Advanced Grid Management is not an application. Rather, it is a complex journey with great potential, and its success is realized through a significant commitment. It requires the development of a holistic, well-defined strategy that should begin with the end in mind and move the utility through a logical, methodical process that results in an actionable investment plan and roadmap. The roadmap is then used to drive the necessary incremental investments and decisions for implementation which are informed and validated through analytics, assure compliance and security are maintained, and incorporate the appropriate organizational changes along the way to ensure success.
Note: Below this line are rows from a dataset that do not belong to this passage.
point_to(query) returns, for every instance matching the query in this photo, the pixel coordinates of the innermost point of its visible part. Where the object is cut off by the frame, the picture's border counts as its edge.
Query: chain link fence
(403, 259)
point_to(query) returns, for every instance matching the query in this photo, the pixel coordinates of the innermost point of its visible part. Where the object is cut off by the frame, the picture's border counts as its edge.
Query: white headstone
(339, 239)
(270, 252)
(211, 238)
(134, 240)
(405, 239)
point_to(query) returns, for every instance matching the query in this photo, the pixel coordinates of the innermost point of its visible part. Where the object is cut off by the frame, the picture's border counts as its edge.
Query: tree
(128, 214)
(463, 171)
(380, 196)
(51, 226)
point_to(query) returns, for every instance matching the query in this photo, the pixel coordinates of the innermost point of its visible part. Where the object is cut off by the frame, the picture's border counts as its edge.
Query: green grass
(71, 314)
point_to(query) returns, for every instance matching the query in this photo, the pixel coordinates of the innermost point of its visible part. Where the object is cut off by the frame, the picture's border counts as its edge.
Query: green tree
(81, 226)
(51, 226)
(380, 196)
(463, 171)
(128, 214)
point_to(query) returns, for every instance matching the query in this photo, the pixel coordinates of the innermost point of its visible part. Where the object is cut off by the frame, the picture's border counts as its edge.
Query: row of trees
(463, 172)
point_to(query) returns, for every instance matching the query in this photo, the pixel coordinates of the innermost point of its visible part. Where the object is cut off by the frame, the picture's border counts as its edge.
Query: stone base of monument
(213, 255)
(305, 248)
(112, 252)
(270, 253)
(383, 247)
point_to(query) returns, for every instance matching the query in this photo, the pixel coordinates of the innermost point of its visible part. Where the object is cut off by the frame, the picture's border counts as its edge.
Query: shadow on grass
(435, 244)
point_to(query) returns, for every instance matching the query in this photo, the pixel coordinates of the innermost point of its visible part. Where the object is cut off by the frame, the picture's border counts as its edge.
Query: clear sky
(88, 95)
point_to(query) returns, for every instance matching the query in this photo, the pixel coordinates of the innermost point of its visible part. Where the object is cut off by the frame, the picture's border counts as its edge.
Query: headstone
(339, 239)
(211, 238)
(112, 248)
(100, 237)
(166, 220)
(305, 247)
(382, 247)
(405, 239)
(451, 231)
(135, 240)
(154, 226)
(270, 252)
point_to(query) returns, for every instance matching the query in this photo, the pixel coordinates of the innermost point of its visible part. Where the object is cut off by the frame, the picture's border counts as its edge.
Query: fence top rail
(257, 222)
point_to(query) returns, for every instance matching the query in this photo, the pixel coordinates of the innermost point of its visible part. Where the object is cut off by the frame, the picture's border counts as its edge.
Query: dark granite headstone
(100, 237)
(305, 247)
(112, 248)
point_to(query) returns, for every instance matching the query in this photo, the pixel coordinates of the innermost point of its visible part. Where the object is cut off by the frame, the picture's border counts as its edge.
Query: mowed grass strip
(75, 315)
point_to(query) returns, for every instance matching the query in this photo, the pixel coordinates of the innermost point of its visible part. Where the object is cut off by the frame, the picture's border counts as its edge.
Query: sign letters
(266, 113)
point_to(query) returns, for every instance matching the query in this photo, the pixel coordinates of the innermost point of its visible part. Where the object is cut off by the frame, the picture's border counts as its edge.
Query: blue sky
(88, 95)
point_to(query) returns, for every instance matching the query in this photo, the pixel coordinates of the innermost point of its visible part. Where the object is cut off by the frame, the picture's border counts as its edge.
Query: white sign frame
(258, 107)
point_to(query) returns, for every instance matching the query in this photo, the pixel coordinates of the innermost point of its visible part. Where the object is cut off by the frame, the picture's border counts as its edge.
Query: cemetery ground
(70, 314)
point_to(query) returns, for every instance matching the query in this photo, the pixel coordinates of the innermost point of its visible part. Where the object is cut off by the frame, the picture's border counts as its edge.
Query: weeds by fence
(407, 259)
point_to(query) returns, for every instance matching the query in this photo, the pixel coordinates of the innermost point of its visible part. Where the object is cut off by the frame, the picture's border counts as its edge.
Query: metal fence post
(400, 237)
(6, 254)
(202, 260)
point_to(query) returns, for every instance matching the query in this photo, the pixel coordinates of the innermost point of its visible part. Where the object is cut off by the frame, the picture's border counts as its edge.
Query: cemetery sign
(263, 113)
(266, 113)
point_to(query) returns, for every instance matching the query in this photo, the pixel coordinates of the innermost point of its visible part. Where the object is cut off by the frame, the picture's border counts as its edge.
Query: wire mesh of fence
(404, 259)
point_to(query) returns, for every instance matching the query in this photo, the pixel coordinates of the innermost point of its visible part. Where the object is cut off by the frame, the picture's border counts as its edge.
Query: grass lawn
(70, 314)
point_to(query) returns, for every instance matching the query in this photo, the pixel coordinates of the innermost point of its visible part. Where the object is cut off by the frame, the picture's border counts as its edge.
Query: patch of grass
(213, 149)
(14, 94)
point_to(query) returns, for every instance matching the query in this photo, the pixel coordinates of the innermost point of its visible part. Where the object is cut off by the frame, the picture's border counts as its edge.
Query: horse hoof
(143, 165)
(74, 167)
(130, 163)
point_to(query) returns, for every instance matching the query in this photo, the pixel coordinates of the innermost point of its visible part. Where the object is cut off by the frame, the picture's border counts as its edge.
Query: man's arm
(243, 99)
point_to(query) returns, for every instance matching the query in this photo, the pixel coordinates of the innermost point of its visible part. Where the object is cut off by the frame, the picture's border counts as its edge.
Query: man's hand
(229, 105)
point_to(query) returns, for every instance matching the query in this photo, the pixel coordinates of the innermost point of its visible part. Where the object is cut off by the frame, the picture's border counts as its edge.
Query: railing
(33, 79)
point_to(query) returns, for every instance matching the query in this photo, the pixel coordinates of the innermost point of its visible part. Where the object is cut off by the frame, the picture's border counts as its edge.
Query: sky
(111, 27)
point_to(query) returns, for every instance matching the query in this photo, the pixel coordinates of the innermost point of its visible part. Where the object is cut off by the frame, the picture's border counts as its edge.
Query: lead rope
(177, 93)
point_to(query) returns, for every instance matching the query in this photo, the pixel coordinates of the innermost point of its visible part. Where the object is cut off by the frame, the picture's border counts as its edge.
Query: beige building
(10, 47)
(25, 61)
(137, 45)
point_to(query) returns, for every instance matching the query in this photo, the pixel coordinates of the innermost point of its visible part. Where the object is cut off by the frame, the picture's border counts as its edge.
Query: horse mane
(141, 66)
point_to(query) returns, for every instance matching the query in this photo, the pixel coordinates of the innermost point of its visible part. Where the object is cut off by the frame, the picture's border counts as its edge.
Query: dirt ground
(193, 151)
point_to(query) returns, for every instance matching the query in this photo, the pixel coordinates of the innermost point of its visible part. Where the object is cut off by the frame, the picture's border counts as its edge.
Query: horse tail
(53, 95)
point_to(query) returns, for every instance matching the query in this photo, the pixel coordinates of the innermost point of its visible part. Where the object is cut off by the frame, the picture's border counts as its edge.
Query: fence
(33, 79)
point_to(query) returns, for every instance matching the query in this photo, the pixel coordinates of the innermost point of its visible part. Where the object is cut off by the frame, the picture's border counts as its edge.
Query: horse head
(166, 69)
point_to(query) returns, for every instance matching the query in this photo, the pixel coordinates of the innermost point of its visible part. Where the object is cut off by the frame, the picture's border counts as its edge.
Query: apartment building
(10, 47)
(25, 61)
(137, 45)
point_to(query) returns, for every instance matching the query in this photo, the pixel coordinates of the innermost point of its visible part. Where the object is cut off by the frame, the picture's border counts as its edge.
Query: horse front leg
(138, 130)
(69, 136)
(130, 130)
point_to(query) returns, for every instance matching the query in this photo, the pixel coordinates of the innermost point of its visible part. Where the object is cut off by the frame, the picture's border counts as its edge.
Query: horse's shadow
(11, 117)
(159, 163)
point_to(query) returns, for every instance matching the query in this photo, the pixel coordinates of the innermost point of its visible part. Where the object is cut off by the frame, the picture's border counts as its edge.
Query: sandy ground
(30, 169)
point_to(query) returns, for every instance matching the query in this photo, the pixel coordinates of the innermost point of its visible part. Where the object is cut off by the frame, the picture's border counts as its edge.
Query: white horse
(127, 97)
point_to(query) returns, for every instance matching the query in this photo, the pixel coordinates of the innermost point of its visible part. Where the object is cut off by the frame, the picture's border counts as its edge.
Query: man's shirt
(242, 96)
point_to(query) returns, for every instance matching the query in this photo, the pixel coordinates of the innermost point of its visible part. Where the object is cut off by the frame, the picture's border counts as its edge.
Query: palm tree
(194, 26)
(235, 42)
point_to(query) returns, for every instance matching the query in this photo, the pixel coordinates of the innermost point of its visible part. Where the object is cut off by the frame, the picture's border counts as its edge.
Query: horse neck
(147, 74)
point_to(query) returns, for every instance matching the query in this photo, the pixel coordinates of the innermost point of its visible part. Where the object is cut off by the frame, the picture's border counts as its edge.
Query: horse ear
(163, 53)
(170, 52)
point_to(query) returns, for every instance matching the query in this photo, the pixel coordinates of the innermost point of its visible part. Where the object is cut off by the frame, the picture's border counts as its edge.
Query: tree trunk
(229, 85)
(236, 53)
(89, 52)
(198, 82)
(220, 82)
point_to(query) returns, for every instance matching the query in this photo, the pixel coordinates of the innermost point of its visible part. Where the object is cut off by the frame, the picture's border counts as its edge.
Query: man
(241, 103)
A well-planned Advanced Grid Management strategy and supporting roadmap will create shareholder value in newly deployed assets and will enhance customer satisfaction by providing valued information and relevant offers, enabling faster decision-making and the increasing reliability that will result in a safer utility for both employees and customers.
 

Sandy Simon is VP of BRIDGE Energy Group’s Transmission and Distribution Business Operations and has more than 20 years of extensive industry experience. Before joining BRIDGE, she was the COO at USGRDCO. Before joining USGRDCO, Simon was a consultant at GE, helping lead the design, implementation and deployment of an advanced project management office to govern and manage their AMI SaaS initiatives. Her consulting experience also includes delivery and integration of strategic, smart grid solutions for HCL America and EnergyGrid Networks.
 

Simon was instrumental in the incubation, development, launch and oversight of the SmartGridCity™ initiative in Boulder, Colorado. She holds a Bachelor of Business Administration and a Bachelor of Science from Evangel College in Springfield, Missouri as well as an MBA from the Daniels College of Business at the University of Denver.